During Lean Summit 2012, keynote speaker Laurie West promoted Lean transformation using Policy Deployment, another name of Hoshin Kanri. During his speech, Mr West listed five obstacles hindering the strategy deployment:
- People can’t implement something they don’t know
- People can’t implement properly something they don’t understand
- People can’t implement something they don’t stand for
- People quit implementing if negative side effects appear
- Management does not pay enough importance to "How to"
These obstacles call for Prerequisite Tree (PRT) one of the Thinking Processes (TP) tools, designed to bypass or neutralize obstacles that stay in the way for fulfilling a given objective.

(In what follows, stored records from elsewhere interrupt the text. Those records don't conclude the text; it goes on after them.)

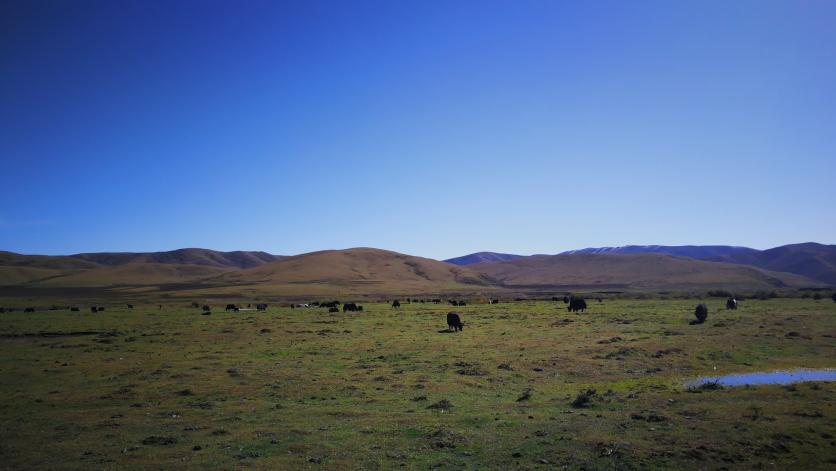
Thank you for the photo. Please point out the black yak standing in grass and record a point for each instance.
(454, 322)
(701, 313)
(577, 304)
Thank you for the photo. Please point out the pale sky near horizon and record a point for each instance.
(435, 128)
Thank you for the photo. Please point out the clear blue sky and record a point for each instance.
(435, 128)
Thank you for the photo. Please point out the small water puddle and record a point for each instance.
(773, 377)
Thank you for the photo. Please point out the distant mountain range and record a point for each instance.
(202, 272)
(480, 257)
(812, 260)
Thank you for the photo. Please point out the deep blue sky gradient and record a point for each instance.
(434, 128)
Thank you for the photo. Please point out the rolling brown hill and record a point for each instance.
(636, 271)
(131, 274)
(191, 256)
(357, 270)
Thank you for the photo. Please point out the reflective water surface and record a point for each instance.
(772, 377)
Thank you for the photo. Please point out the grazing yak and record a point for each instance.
(577, 304)
(454, 322)
(701, 312)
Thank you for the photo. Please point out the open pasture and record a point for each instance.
(384, 388)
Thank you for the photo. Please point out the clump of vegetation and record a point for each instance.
(701, 313)
(583, 399)
(705, 386)
(443, 404)
(764, 295)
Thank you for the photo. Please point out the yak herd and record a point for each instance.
(574, 304)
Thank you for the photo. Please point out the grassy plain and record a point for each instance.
(384, 389)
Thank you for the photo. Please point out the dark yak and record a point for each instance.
(454, 322)
(577, 304)
(701, 312)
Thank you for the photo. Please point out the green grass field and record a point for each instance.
(385, 389)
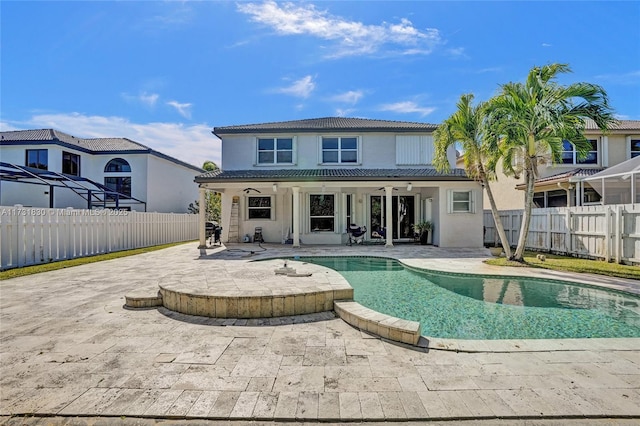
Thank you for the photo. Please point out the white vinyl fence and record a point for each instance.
(610, 232)
(30, 236)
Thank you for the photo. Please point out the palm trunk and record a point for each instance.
(526, 216)
(496, 216)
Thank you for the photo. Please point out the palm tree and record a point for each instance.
(468, 127)
(535, 117)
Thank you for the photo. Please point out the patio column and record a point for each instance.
(296, 216)
(388, 190)
(202, 217)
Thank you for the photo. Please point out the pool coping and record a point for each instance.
(373, 322)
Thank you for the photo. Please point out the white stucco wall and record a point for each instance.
(377, 150)
(170, 186)
(165, 186)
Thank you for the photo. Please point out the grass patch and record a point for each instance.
(52, 266)
(571, 264)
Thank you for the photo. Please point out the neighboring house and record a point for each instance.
(309, 180)
(49, 168)
(566, 184)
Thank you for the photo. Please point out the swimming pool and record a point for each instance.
(466, 306)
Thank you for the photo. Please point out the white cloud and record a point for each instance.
(407, 107)
(351, 97)
(183, 109)
(353, 38)
(148, 99)
(193, 144)
(300, 88)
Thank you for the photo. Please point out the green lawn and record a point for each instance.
(28, 270)
(571, 264)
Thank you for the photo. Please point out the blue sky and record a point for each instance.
(165, 73)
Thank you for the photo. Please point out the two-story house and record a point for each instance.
(49, 168)
(308, 181)
(567, 183)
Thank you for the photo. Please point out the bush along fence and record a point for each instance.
(30, 235)
(609, 232)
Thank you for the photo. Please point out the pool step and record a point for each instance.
(385, 326)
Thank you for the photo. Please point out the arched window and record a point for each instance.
(117, 165)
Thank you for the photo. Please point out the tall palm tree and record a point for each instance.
(535, 117)
(467, 126)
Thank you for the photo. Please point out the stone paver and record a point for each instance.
(69, 348)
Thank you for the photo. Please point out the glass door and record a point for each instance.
(403, 215)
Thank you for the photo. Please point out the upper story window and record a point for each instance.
(635, 147)
(37, 158)
(70, 164)
(275, 150)
(117, 165)
(341, 150)
(259, 207)
(570, 155)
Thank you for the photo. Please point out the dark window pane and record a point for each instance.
(265, 157)
(70, 164)
(567, 157)
(321, 205)
(285, 157)
(322, 224)
(349, 143)
(349, 157)
(330, 157)
(259, 201)
(285, 143)
(265, 144)
(121, 185)
(591, 158)
(330, 143)
(259, 213)
(117, 165)
(37, 158)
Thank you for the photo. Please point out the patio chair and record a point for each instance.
(355, 232)
(257, 235)
(380, 234)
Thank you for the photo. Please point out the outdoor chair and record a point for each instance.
(355, 232)
(257, 235)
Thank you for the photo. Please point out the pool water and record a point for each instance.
(464, 306)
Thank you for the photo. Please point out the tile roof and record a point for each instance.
(328, 123)
(352, 174)
(620, 125)
(93, 145)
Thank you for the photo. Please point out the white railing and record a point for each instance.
(610, 232)
(30, 236)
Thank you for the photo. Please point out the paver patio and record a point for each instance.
(69, 348)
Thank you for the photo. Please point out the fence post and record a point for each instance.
(567, 236)
(549, 220)
(619, 223)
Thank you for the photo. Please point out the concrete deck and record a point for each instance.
(69, 348)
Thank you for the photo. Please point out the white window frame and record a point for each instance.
(471, 201)
(340, 150)
(333, 216)
(248, 208)
(275, 150)
(574, 154)
(633, 153)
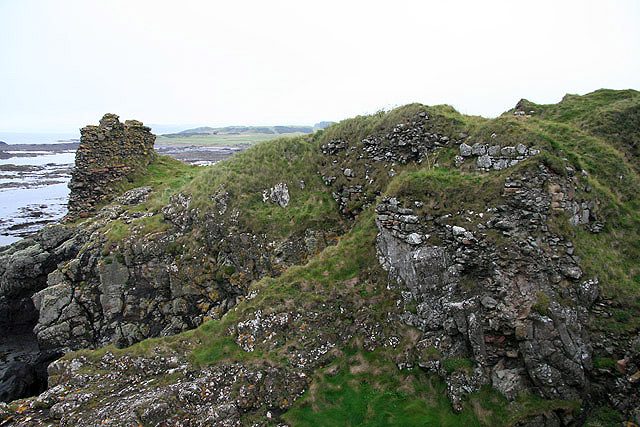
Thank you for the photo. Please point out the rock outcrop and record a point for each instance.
(108, 153)
(496, 302)
(460, 251)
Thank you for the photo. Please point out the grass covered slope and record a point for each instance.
(333, 322)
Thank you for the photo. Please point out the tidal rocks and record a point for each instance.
(107, 153)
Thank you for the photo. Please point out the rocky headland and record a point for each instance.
(355, 275)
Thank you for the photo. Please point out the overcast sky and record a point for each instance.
(65, 63)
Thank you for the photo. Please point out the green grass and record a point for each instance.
(365, 389)
(245, 176)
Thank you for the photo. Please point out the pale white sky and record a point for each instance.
(64, 63)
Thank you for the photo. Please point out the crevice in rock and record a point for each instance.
(23, 365)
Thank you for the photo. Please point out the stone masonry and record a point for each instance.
(108, 153)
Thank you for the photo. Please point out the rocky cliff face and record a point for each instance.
(108, 153)
(390, 252)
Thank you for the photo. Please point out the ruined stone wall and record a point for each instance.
(108, 153)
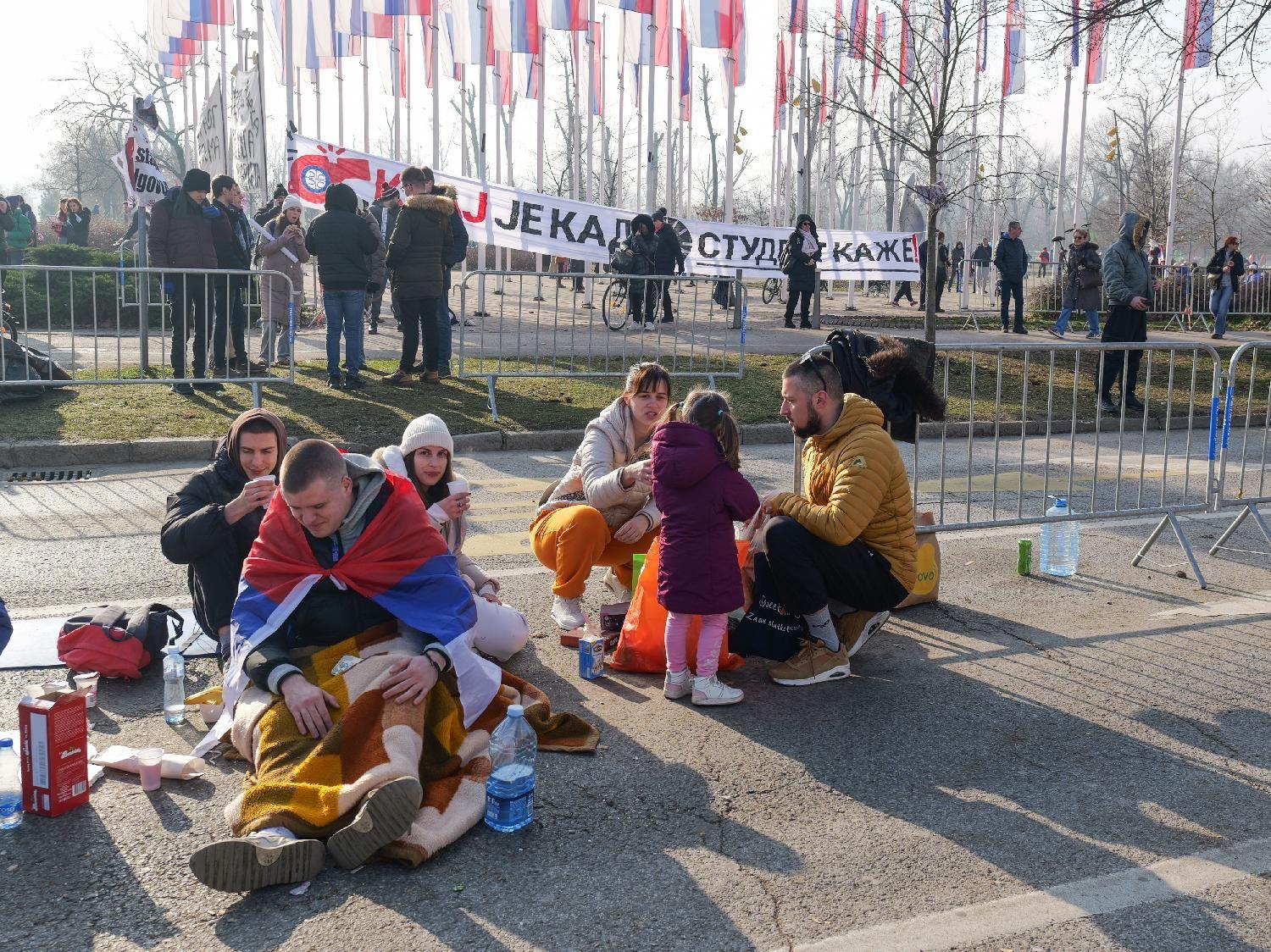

Prerequisite Tree leading to Hoshin Kanri
In a PRT, the objective is in the topmost scare cornered box, written in present tense, a way to state firmly there is no doubt about this objective to become a reality.
In our case, the objective is stated as: "Strategy is deployed and implemented with success".
Yet five obstacles are in the way. Starting bottom left, the first states " People can’t implement something they don’t know".
To overcome this obstacle, an Intermediate Objective (IO) is necessary. IOs are stated in present tense and our first one reads "Strategy is communicated". Once this objective reached, e.g. communication about strategy done, the obstacle “People don’t know” is no more valid.
Reading a PRT is simple; obstacles are placed in hexagons, while Intermediate Objectives are placed in scare cornered boxes. There is a timeline to be considered, a logical progress from the lowest level obstacle to the topmost objective, hence this PRT is to be read from bottom to top.
The right branch figures when and how People will be actively involved in Policy / Strategy deployment and implementation.